An electric hot plate? Really? I had never thought of that. My friend and I have hot water bath canned on her smooth top without incident in the past. I wouldn't want to risk her cracking her stove top though... so I guess that we'll have to use my gas stove from now on. Which is fine with me! I much prefer gas over electric. One of my problems with the dial type canners is that on the electric stove, you had to constantly keep adjusting the temp to get it right. And even then the pressure bounced back and forth so much it made me wary. Just my .02 worth!
-- Misha (MishaaE@aol.com), August 15, 2000.
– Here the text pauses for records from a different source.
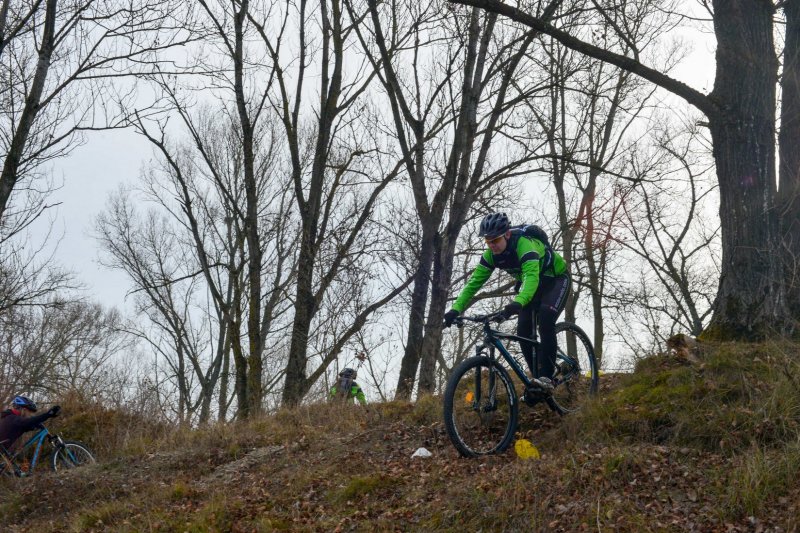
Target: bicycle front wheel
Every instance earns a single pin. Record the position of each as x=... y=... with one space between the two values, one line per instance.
x=71 y=455
x=480 y=407
x=576 y=372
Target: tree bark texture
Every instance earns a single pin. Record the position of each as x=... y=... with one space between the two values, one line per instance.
x=751 y=298
x=788 y=143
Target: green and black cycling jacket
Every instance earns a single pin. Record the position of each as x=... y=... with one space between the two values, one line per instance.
x=522 y=259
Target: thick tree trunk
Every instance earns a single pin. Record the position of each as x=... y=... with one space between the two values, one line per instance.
x=304 y=310
x=789 y=140
x=751 y=297
x=440 y=289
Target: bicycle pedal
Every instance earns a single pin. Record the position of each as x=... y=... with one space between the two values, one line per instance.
x=532 y=396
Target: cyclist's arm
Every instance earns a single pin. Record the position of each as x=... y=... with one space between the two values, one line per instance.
x=359 y=394
x=27 y=424
x=529 y=252
x=476 y=281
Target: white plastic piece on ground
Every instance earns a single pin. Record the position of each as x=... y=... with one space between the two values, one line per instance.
x=422 y=452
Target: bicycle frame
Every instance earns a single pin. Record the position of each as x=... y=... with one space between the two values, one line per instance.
x=37 y=440
x=492 y=341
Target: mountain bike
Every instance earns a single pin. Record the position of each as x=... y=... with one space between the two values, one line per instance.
x=63 y=454
x=480 y=401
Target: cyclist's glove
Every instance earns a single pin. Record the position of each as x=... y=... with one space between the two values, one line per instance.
x=449 y=317
x=510 y=310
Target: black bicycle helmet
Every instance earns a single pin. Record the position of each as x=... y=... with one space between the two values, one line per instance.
x=23 y=402
x=348 y=373
x=494 y=225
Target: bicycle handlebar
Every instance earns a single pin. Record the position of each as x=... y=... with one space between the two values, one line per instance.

Thanks everyone! I think I'm going to go with LP and an LP stove. I have a friend with a tankless hot water heater, and sure hope the prices go down, because I'd like to have one! They have 9 kids and NEVER run out of water on Sat. nite./Sun. morning church baths. (They take them more frequently, but for church and everyone to get there clean, it's tuff here doing them on Sat. nite and Sun. morning with just 5 kids and 2 adults. They paid $2000 for theirs and that's a little steep for us, how does hard water affect these and what is their life span?
-- Louise Whitley (firstname.lastname@example.org), August 15, 2000.
i have both a kerosene stove and coleman camping stoves that i use to can with. i like to can outdoors or on the porch to keep the heat down in the house. if i didn't already have these i would look into the single burner propane stoves. gail
-- gail missouri ozarks (email@example.com), August 15, 2000.
Thanks for everyone's input. I'm sure I just learned more than any salesman could (or would) tell me!
-- glynnis in KY (firstname.lastname@example.org), August 16, 2000.
My mother did alot of canning on herelectric range,she had a ring she set over the burner which took the weight of the canner. Does anyone know where I can buy such a ring.